I did something like this once, in the course of a project whose purpose I don’t remember. Realising that 8-bit ASCII was wasted on the constrained alphabet of some kind of identifiers, I packed them into 6 bits, 1⅓ to a byte. I recall naming the code to do this “ShortASC”, pronounced “short-ass”

bandwidthcrisis@lemmy.world · 2 months ago

You would have done well with this kind of thinking in the mid-80s when you needed to fit code and data into maybe 16k!

As long as you were happy to rewrite it in Z80 or 6502.

Another alternative is arithmetic encoding. For instance, if you only needed to store A-Z and space, you code those as 0-26, then multiply each char by 1, 27, 27^2, 26^3 etc, the add them.

To unpack them, divide by 27 repeatedly, the remainder each time is each character. It’s simply covering numbers to base-27.

It wouldn’t make much difference from using 5 bits per char for a short run, though, but could be efficient for longer strings, or if encoding a smaller set of characters.

SubArcticTundra@lemmy.ml · 2 months ago

It sucks for me because my brain innately enjoys this kind of thinking

Cethin@lemmy.zip · 2 months ago

Play the Zachtronics programming games (Exapunks, Shenzen I/O, TIS-100) if you haven’t yet.

solrize@lemmy.ml · 2 months ago

Back in the day those tricks were common. Some PDP-11 OS’s supported a “Radix-50” encoding (50 octal = 40 decimal) that packed 3 characters into a 16 bit word (40 codepoints=26 letters, 10 digits, and a few punctuation). So you could have a 6.3 filename in 3 words.
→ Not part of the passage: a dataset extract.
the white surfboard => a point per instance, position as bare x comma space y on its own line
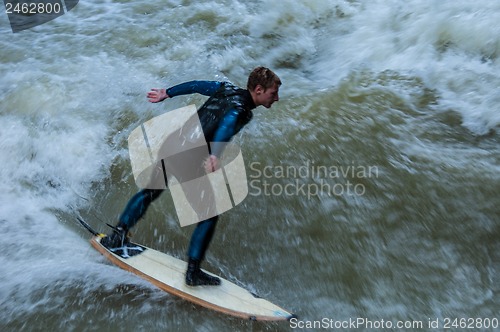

BartyDeCanter@lemmy.sdf.org · 2 months ago

Oh god that switch statement. Here, let me come up with something better:

if (pChar >= 'a' && pChar <= 'z') {
  return pChar - 'a' + 10;
} else if (pChar == ' ') {
  return 36;
} else if (pChar == '.'){
  return 37;
}
return 0;

da_cow (she/her)@feddit.org · 2 months ago

Ah, thats cool. Did not knew you could that… Thanks.
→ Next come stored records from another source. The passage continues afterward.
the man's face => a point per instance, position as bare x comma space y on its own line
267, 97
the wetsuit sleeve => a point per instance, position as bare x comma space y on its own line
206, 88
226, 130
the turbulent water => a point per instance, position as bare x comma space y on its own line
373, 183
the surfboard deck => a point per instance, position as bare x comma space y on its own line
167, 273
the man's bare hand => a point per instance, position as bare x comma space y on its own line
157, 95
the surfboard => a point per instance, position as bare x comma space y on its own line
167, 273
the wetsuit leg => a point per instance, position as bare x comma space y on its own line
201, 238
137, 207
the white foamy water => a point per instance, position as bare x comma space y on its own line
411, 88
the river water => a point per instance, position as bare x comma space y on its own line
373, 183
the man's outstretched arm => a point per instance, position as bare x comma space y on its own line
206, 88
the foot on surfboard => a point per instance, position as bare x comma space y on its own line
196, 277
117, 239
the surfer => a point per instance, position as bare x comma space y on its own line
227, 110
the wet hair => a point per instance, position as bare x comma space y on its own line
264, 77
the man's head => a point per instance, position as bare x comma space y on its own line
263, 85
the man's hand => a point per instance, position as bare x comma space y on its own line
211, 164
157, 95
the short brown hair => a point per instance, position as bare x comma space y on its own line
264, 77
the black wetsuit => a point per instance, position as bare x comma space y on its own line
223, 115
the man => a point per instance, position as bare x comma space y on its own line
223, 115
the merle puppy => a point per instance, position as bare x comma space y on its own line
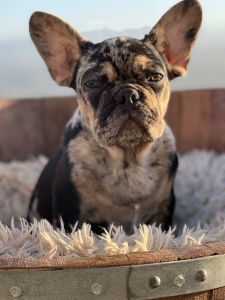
117, 160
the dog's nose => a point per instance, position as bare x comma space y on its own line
127, 96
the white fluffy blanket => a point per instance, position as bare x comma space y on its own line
200, 194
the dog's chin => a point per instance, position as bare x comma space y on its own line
130, 135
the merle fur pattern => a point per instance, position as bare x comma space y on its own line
118, 158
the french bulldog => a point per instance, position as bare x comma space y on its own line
117, 160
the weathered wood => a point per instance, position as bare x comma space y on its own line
123, 282
32, 126
35, 126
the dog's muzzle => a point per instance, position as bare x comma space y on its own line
126, 97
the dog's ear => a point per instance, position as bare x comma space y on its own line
175, 33
59, 44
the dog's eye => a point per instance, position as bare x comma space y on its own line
93, 84
155, 77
PastafARRian@lemmy.dbzer0.com · 2 months ago

First rule of code review, do not sound judgemental.

magic_lobster_party@fedia.io · 2 months ago

The original switch statement is great as it is. Easy to understand at a quick glance.

Karyoplasma@discuss.tchncs.de · edit-2 2 months ago

Yes, it’s easy to understand, but this ifelse is much safer because it “handles” uppercase and digits by just returning 0. If you’d call OP’s function with something like ‘A’, you’ll get nonsense data because it doesn’t have a default. (I think it will return whatever value currently resides in eax)

magic_lobster_party@fedia.io · 2 months ago

Can easily be dealt with by adding a default case. You also figured out this undefined behavior because you easily understood the switch statement.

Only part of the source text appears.